Голова моя постепенно разгорячалась, все более и более мрачные мысли волновали и пугали мой ум, какая-то непреодолимая сила побуждала меня заглянуть в глубь моей души.
Делать зло! Так вот какова была роль, предназначенная мне провидением. Это я должен был делать зло, хотя в минуты самого яростного исступления совесть все-таки шептала мне, что я добр! Я, которого безжалостная судьба все дальше увлекала в пропасть, хотя тайный ужас указывал мне всю ее глубину. Но ведь если бы даже мне пришлось своими руками совершить преступление и пролить кровь, я бы все-таки, несмотря ни на что, еще и еще раз повторил себе, что сердце мое невинно, что я заблуждался, что это не я поступал так, а моя судьба, мой злой гений, какое-то другое существо, которое поселилось в моей оболочке, но было мне чуждо. Я! Я должен был причинять зло! В течение шести месяцев я выполнял эту задачу, не проходило дня, чтобы я не добавил чего-нибудь к своему нечестивому делу, и результат был здесь, передо мной. Человек, который любил Бригитту, обижал, оскорблял ее, отдалился от нее и снова вернулся к ней, преисполнил ее тревоги, измучил подозрениями и, наконец, бросил на ложе страданий, — этим человеком был я. Я бил себя в грудь, глядя на нее, я не мог поверить своим глазам. Я всматривался в Бригитту, я прикасался к ней, словно желая убедиться, что я не ошибся, что это не сон. Мое жалкое лицо, отражавшееся в зеркале, с удивлением смотрело на меня. Кто, кто это принял вдруг мой облик? Что это за безжалостный человек богохульствовал моими устами и мучил моими руками? Неужели это он был когда-то ребенком, которого мать называла Октавом? Неужели его образ я видел, наклоняясь над светлыми ручьями, когда пятнадцатилетним подростком гулял среди лесов и полей и сердце мое было так же чисто, как их прозрачные воды?

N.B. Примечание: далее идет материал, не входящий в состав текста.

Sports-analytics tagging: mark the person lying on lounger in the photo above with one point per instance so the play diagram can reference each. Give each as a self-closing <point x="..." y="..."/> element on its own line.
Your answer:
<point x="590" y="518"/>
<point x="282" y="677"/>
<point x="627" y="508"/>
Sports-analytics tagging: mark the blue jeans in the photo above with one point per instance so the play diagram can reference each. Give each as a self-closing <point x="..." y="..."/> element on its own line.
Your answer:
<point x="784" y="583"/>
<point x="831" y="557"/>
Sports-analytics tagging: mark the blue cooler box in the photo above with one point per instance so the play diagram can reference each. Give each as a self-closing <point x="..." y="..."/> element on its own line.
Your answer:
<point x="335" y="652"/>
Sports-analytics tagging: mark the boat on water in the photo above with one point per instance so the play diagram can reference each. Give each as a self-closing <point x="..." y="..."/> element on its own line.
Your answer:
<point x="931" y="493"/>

Я закрыл глаза и стал думать о днях моего детства. Как солнечный луч внезапно разрезает тучу, так тысячи воспоминаний прорезали вдруг мою душу. «Нет, — сказал я себе, — не я сделал это. Все, что окружает меня здесь, в этой комнате, — нелепый сон». Мне припомнилось время, когда я еще не ведал зла, когда сердце мое радостно отзывалось на первые жизненные впечатления. Мне припомнился старик нищий, сидевший обычно на каменной скамье у дверей одной фермы. По утрам после завтрака меня часто посылали отнести ему остатки с нашего стола. Слабый, согбенный, он протягивал ко мне свои морщинистые руки и благодарил, ласково улыбаясь. Я вновь ощутил на лице дуновение утреннего ветерка, что-то свежее, как роса, снизошло с неба в мою душу… Но вдруг я открыл глаза, и при слабом свете ночника ужасная действительность вновь встала предо мною.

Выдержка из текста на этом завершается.